The total volume of existing home sales increased 3.6 percent from November to December, reaching 5.54 million transactions, according to data from the National Association of Realtors (NAR). On a year-over-year basis, sales were up by 10.8 percent from five million in December 2018.
The median existing-home price for all housing types in December was $274,500, up 7.8 percent from $254,700 one year earlier. This marked the 94th straight month
of year-over-year gains. First-time buyers were responsible for 31 percent of sales in December, slightly below the 32 percent level in the previous month
and one year earlier.
Total housing inventory at the end of December totaled 1.40 million units, down by 14.6 percent from the previous month and down by 8.5 percent from one year ago. Unsold inventory sat at a three-month supply at the current sales pace, down from the 3.7-month figure recorded in both November 2019 and December 2018. Unsold inventory totals have been in decline for seven consecutive months from year-ago levels.

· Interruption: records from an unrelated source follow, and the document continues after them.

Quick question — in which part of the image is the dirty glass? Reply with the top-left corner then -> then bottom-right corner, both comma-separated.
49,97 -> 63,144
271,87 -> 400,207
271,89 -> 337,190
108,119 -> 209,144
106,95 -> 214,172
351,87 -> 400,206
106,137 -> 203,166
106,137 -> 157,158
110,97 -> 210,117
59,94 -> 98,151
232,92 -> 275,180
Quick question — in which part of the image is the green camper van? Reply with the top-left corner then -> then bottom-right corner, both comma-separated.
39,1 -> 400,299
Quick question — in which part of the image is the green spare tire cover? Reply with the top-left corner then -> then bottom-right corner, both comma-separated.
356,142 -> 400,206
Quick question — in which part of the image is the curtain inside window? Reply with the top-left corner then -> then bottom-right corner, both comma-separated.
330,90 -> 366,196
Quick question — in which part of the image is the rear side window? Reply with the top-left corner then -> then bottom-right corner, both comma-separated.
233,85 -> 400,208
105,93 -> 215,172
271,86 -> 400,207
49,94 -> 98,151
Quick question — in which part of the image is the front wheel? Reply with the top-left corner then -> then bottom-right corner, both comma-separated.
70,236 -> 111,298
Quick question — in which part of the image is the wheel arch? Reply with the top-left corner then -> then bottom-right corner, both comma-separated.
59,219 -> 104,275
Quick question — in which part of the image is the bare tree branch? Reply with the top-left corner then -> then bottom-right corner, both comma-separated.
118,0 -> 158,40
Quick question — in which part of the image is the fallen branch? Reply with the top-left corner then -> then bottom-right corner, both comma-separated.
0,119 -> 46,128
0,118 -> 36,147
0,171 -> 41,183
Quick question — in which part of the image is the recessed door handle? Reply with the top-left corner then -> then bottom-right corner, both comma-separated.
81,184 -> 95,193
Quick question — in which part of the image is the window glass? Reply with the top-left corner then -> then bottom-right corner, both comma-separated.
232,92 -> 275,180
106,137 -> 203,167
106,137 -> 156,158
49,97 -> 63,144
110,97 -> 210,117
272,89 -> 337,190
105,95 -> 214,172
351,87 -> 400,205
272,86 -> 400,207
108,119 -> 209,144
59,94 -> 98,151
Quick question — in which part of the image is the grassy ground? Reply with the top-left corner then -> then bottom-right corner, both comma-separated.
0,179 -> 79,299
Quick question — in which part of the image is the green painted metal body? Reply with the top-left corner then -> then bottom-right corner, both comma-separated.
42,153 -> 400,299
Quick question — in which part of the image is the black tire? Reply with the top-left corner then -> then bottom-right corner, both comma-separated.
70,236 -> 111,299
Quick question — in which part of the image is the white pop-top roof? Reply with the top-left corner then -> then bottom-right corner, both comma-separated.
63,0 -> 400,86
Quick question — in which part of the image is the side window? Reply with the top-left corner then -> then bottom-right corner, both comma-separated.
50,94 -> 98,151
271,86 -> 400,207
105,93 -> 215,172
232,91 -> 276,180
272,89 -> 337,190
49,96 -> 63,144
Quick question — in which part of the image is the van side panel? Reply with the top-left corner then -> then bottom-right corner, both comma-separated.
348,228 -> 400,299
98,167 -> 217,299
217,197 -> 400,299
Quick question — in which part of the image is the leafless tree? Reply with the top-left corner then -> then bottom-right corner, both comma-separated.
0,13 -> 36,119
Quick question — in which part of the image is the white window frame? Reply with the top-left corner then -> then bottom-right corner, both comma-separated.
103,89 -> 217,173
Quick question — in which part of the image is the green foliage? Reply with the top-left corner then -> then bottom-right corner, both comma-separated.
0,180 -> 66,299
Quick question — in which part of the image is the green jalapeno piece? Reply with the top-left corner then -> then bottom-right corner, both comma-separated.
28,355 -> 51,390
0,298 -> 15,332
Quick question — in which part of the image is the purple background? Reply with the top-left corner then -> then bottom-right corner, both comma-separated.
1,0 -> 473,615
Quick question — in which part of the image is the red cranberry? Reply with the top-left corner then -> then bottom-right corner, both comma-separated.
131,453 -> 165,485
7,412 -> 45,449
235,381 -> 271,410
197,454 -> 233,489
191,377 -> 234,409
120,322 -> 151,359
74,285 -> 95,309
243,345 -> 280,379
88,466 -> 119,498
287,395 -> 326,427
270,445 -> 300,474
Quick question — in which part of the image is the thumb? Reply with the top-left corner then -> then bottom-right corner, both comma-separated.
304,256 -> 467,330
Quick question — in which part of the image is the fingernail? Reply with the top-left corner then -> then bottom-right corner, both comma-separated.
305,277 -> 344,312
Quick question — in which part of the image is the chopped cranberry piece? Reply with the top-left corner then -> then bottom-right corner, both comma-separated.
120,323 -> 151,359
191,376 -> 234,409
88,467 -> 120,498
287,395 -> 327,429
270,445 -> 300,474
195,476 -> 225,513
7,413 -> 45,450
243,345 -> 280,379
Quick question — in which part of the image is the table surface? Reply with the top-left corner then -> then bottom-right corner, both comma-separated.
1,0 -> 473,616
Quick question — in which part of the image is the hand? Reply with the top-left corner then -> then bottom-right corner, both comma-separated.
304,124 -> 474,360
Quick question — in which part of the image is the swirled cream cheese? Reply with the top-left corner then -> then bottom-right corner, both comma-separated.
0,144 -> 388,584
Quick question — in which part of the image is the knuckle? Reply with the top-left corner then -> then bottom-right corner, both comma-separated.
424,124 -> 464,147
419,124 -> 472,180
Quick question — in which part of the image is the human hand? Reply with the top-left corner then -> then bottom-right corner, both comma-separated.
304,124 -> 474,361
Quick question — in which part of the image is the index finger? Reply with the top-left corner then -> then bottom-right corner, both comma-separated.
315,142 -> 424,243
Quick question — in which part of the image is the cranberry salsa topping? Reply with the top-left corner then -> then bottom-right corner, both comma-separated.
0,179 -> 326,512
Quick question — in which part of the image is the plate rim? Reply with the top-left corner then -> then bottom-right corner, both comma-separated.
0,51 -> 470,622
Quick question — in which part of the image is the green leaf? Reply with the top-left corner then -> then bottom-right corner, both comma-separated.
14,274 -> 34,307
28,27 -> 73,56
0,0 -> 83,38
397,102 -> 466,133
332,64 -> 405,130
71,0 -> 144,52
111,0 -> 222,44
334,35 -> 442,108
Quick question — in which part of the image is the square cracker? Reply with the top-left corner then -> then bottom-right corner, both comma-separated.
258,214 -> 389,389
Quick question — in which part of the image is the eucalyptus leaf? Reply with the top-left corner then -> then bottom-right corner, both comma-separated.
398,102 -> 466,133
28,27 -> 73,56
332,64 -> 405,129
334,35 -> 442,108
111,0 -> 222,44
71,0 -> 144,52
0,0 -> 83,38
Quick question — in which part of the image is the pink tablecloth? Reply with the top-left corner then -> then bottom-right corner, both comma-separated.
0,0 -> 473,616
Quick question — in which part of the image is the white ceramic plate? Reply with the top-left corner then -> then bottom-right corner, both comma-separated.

“Price appreciation has rapidly accelerated, and areas that are relatively unaffordable or declining in affordability are starting to experience slower job growth,” said Lawrence Yun, NAR’s chief economist. “The hope is for price appreciation to slow in line with wage growth, which is about three percent.”
Mortgage Bankers Association (MBA) SVP and Chief Economist Mike Fratantoni said: “Typically, the inventory of homes on the market drops at the end of the year. However, the supply of existing homes is now at a record low, and this will constrain the pace of sales this spring from being even stronger. However, the recent gains in new home construction is a positive, as the total inventory on the market will allow prospective buyers to find properties.”